Sri Lanka is mainly an agrarian country. The chief crop is rice with which the country is almost self-sufficient. Tea, rubber and coconut are also important agricultural crops, with tea being a major foreign exchange earner. In addition, other crops of importance are cocoa and spices such as cinnamon, cardamom, nutmeg, pepper and cloves. Fruit and vegetables, native to both tropical and temperate regions, grow well in Sri Lanka. Sri Lanka is also a major exporter of precious and semi-precious stones. Within the last few years, remittances from Sri Lankans employed abroad have contributed a large share towards foreign exchange.
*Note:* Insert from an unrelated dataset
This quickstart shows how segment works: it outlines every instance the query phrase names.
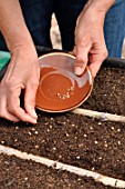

The last three decades have seen tourism emerge as an important industry. There has also been a rapid growth in manufacturing industries, which offer a wide range of export goods such as petroleum products, leather goods, ready-made garments and electronic equipment.
Sri Lanka History
Sri Lanka History is really ancient, covering nearly 2,500 years and full of many notable happenings and incidents. The main episodes of Sri Lanka History has been documented in various chronicles, with the most important one in Pali language.
Sri Lanka History Facts:
Sri Lanka History and culture has been noted in the Indian epic called Ramayana, where the country is referred to as the “resplendent land”. Sri Lanka History claims to be extremely rich and the country is a composite of multiple ethnic races and groups. The Indo-Aryan race from India forms the biggest group. Sri Lanka was known as Ceylon till 1972, when it was a colony of the British.
Sri Lanka Politics
Sri Lanka politics might seem to be as complicated as any other political body or organization, but it is rest assured that Sri Lanka politics too is concerned with the welfare of the people and the country.Sri Lanka politicsdeals with the Sri Lanka Elections, the Sri Lanka Government, Sri Lanka law and order or the military, Sri Lanka Foreign Relations etc.
politics of Sri Lanka is democratic in nature, where the President of Sri Lanka is both the head of state and the head of the government. The Government administers the executive power and the legislative power goes to both the parliament and the government for administration. The executive branch consist of the president and the prime minister and the legislative branch consist of the Parliament.
The two major political parties in Sri Lanka are The United National Party and The Sri Lanka Freedom Party. Both of these parties abide by the democratic values. They also approve of International Non-Alignment and encourage the development of the indigenous Sinhalese culture.
Sri Lanka politics has the following administrative divisions:
Civil Service Structure
Provincial Council Structure
Local Government Structure
Sri Lanka politics, altogether is meant for maintaining law and order of the country and imbibe a peaceful living.